A reasonably speedy Python ray-tracer

Cyrille Rossant's small ray-tracer is an nice self-contained Python program (using NumPy) that renders this 400×300 image in about 15 seconds on a fast PC:

You might conclude from this that a Python is an unsuitable language for a ray-tracer. But this version is slightly smaller and renders the same image in about 115 milliseconds. That's over 130 times faster than the original.

Both versions use NumPy, both run on a single core. The difference is how they organize their computation.

The original code looks a bit like this:

for x in range(400):
    for y in range(300):
        pixel = raytrace(x, y)
write pixels to file

and the fast version looks more like this:

x = <every pixel's x-coordinate from 0 to 400>
y = <every pixel's y-coordinate from 0 to 300>
pixels = raytrace(x, y)
write pixels to file

In the first version x and y are scalar values, and raytrace() runs 120,000 times. But in the second version x and y are NumPy arrays, each 120,000 values long, and raytrace() runs once. Because running Python code is quite slow, and NumPy's array operations are really fast, the speedup is huge.

NumPy lets you operate on arrays with no special syntax, so the actual definition of raytrace() doesn't need to be concerned much with the fact that it is operating on arrays instead of a scalars. For example the code to compute a sphere intersection looks similar to the scalar version:

def intersect(self, O, D):
    a = 1
    b = 2 * D.dot(O - self.c)
    c = abs(self.c) + abs(O) - 2 * self.c.dot(O) - (self.r * self.r)
    disc = (b ** 2) - (4 * a * c)
    sq = np.sqrt(np.maximum(0, disc))
    h0 = (-b - sq) / 2
    h1 = (-b + sq) / 2
    h = np.where((h0 > 0) & (h0 < h1), h0, h1)

    hit = (disc > 0) & (h > 0)
    return np.where(hit, h, FARAWAY)

The only difference between this code and the scalar code is that it uses np.where() instead of if statements. This is because every expression is actually an array, so an if statement would not make the per-element selection that's required.

Starting with the generated rays, the code first runs intersect() on each of the objects in the scene, to find out their distance from the camera. Here lighter means further away:

Taking the minimum of these distances gives the nearest 'hit' for every pixel:

Comparing each object's distance against the 'nearest' value gives four masks. A white pixel in the mask mean that that the object has 'won' the visibility competition.

The next step is to run each object's shader function, to find out what its color is. This is done for every pixel on the screen, effectively rendering every object as a seperate image.

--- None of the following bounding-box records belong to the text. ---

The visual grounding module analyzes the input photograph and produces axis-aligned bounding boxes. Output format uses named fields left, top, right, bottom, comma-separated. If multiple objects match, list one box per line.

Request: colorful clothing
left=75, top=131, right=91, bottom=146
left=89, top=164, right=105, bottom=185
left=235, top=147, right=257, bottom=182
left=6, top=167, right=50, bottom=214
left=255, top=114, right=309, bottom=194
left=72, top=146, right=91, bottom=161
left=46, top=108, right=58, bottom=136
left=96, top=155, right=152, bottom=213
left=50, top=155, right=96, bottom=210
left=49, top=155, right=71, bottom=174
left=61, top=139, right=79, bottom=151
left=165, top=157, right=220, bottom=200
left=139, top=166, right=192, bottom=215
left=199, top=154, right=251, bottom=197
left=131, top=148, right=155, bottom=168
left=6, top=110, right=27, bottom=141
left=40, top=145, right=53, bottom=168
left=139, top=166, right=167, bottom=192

Now raytrace() multiplies each color image with its mask, and sums the resulting four images. Because the masks determine which image is the 'nearest' for any particular pixel, the order doesn't matter. This gives this composite, a very basic first-bounce ray-trace:

From here on there are a few refinements, all involving a slightly fancier lighting function. Shadows are an important visual cue, and implementation is just a matter of testing each pixel to see if it can 'see' the light. If the pixel can see the light, it gets full brightness, otherwise it gets none:

Composited together, things look slightly more convincing:

The next step is the reflections, which is a recursive raytrace using the bounced ray from each pixel. This involves a lot of extra passes; the raytrace() function ends up being called 84 times with different combinations of secondary bounces:

The result matches the original quite well:

Despite computing and compositing 84 ray-traced images, this version runs in about 4 seconds, one fourth of the time of the original. This version is rt2.py.

Speeding it up still further is a small optimization in raytrace(), exploiting the fact that the shader for any object only actually needs to run on that object's visible pixels. Using the masks computed for the intersection tests:

and the Numpy extract() and place() functions, raytrace() squeezes out all the unused black pixels from each object's mask before it runs the object's shader. So if the object only covers 3000 pixels on the screen, then the NumPy arrays fed into the shader are only 3000 long, instead of 120,000. Because most objects don't actually cover much screen area, the speedup is huge, about 40X.

This version is rt3.py.